[OSM-talk] Some thoughts against remote mapping

Lester Caine lester at lsces.co.uk
Sun Jun 14 15:24:01 UTC 2015

While OSM is not a politically motivated and controlled project, some of
what has been discussed needs a fuller discussion. It's the poor areas
of the map that need the most help and those of us with the tools to do
so should ...

On 14/06/15 13:18, Johan C wrote:
> I've searched her article for an answer to her question, but can't find
> it. Though there are two clues in her article:
> 1. 'the real target of any development-oriented data effort — actual
> improvements in the lives of the world’s poor and marginalized.'
> 2. '...to solve this problem of invisibility bestowed by poverty.'
> Do we, the westerners, want actual improvements in the lives of the
> world's poor and marginalized, or are it these people themselves who
> want this? And is it true that the poor are invisible (on a map) and
> that they have that problem? Or should it be a westerner telling them
> they have a problem (ah, I didn't know I had that problem) which then
> can be solved by mapping projects engaging locals?

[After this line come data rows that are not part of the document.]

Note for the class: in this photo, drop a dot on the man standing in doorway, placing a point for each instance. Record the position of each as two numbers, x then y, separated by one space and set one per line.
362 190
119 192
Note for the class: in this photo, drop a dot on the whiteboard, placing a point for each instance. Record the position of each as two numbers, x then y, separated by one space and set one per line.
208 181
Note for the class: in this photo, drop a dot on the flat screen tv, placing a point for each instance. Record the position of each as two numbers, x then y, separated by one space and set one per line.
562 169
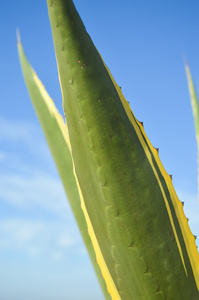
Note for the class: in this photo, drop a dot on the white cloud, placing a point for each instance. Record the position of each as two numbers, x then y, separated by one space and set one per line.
36 219
36 238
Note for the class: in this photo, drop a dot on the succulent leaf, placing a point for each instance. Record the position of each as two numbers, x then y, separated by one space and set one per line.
142 240
56 134
195 109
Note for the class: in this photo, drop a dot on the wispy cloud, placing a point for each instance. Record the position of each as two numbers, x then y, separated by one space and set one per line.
35 216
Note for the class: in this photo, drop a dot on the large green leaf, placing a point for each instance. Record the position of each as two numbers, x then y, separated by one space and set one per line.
56 133
136 222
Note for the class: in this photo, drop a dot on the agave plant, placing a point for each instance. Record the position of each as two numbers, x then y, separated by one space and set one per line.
195 108
127 210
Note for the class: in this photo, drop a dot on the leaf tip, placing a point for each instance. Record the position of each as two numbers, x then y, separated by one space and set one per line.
18 36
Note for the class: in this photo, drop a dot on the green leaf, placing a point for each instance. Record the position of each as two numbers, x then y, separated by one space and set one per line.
136 222
56 134
195 108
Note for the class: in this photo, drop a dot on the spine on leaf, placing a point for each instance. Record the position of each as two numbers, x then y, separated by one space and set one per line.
56 134
141 237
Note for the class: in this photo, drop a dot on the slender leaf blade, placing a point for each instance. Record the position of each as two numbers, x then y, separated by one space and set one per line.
56 134
135 220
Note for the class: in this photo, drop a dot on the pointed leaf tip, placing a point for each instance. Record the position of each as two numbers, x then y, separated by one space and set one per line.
18 36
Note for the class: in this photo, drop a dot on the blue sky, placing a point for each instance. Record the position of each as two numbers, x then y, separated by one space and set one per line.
143 43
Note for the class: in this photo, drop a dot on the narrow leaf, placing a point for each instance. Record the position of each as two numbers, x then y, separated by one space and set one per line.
56 134
195 109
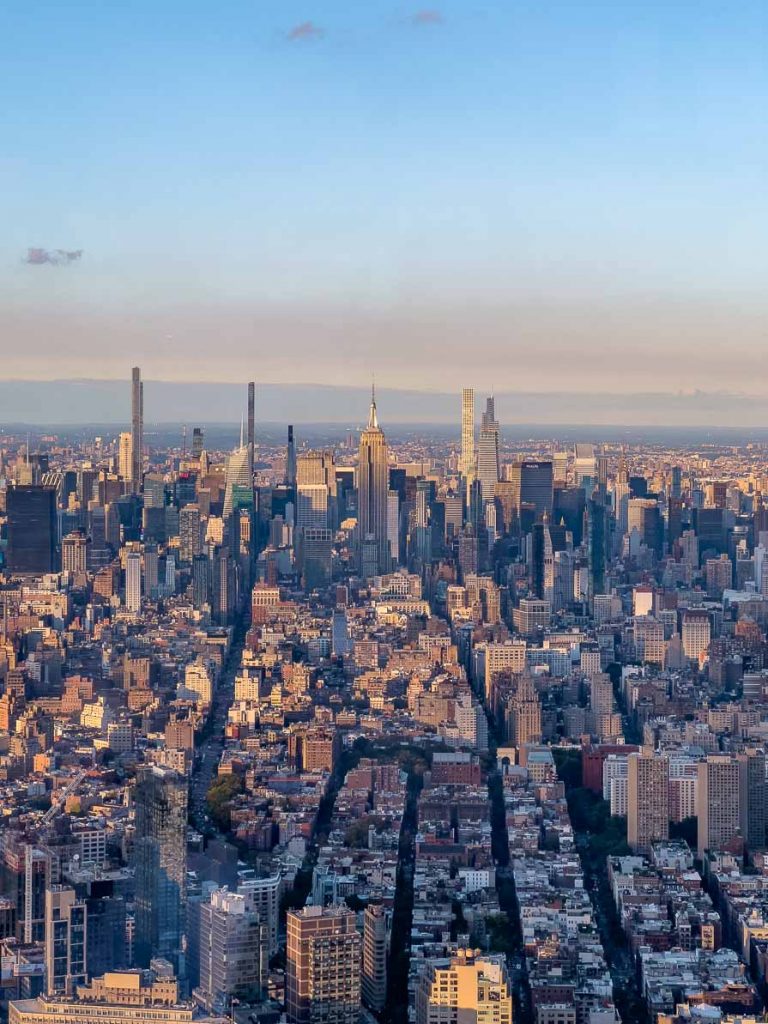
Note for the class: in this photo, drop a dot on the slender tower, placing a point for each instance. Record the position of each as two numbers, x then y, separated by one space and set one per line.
487 453
137 429
373 485
251 424
291 459
467 464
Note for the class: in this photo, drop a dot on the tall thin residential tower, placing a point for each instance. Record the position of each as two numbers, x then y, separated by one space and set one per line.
251 424
467 462
373 487
137 428
487 453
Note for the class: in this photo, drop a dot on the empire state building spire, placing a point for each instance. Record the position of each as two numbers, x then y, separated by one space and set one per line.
373 420
373 483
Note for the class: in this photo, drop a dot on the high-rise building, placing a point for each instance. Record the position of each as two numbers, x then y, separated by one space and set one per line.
467 460
644 515
647 800
375 947
137 429
233 951
125 455
290 460
160 858
531 485
32 528
696 633
198 442
311 506
189 532
133 581
373 487
65 941
118 997
718 793
472 988
752 797
251 437
323 975
524 714
239 479
75 552
487 453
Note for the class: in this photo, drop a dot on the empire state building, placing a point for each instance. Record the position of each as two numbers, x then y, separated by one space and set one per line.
373 484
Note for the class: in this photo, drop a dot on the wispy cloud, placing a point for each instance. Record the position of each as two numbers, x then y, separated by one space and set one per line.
428 16
56 257
305 30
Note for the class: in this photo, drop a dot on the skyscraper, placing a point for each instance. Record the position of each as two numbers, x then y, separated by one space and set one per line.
531 484
160 858
125 455
233 951
647 800
373 487
719 818
32 528
487 453
467 461
137 428
375 943
323 976
291 460
752 797
133 582
251 424
238 477
65 940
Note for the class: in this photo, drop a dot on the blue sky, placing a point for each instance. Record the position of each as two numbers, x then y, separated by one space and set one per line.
532 185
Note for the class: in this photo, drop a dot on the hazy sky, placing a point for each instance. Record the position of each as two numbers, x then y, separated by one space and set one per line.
521 194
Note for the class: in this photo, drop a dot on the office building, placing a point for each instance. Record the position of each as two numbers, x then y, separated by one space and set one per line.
487 453
524 714
472 988
311 506
125 455
752 798
238 480
323 975
33 531
467 459
531 485
160 858
373 488
233 952
718 796
65 941
118 997
644 515
75 553
647 800
375 948
137 429
133 581
696 633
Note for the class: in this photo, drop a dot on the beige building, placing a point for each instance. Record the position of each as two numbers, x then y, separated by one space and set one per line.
474 988
647 800
323 976
719 819
130 996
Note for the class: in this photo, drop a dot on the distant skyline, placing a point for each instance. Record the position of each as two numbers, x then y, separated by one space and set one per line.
539 195
70 402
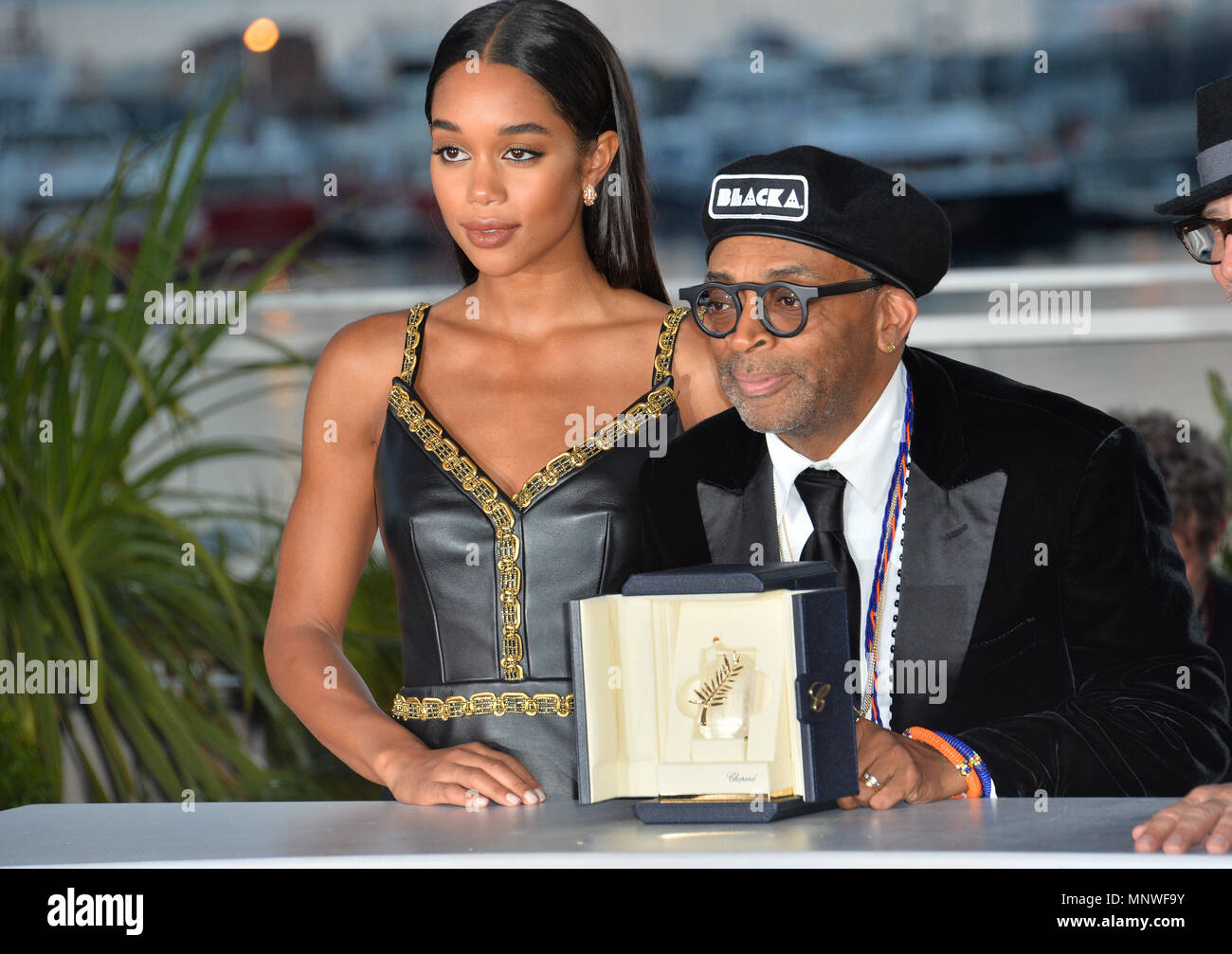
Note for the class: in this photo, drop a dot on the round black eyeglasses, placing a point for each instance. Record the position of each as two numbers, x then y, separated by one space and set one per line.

At the current time there is an unending flow of bodies from those poor
and marginalized areas, and so perhaps the ONLY way to curb that flow is
to establish just what resources are available to keep locals in their
locality. Rather than spending millions 'saving them', that money would
be better spent supporting local projects and not lining the pockets of
the empowered few in those areas.

> I can only see one clear reason to help the poor people from a
> westerners view: in case of a disaster, NGO's can help people by
> providing food, clothes, housing. In order to reach them, maps are a
> lifesaver. Luckily OSM has the possibility of remote mapping (Google
> forbids it) using up-to-date satellite imagery which helps these
> lifesaving efforts.

It amazes me that mobile phones seem to be so prevalent in these areas,
so perhaps that resource should be used as an input to provide mapping
data that can't easily be provided by satellite imagery such as the
location of problems on the ground? Although that technology gets better
support than feeding the rest of the population does seem somewhat perverse?

> Other than disaster mapping, it's fine to me when locals don't want
> their blank map being filled in at all. And if they do want a blank map
> being filled, they can do it themselves by the standard tools. The poor
> can do without mapping projects organized by non-locals. It's enough for
> non-locals to be there when locals ask for support.

And how much of that is ACTUALLY that those who hold power in those
areas simply don't want their populous to have access to that
information? The whole of Africa is a disaster area and that fact needs
to be properly documented and mapped, and it's ONLY a freely accessible
project like OSM that can provide that service?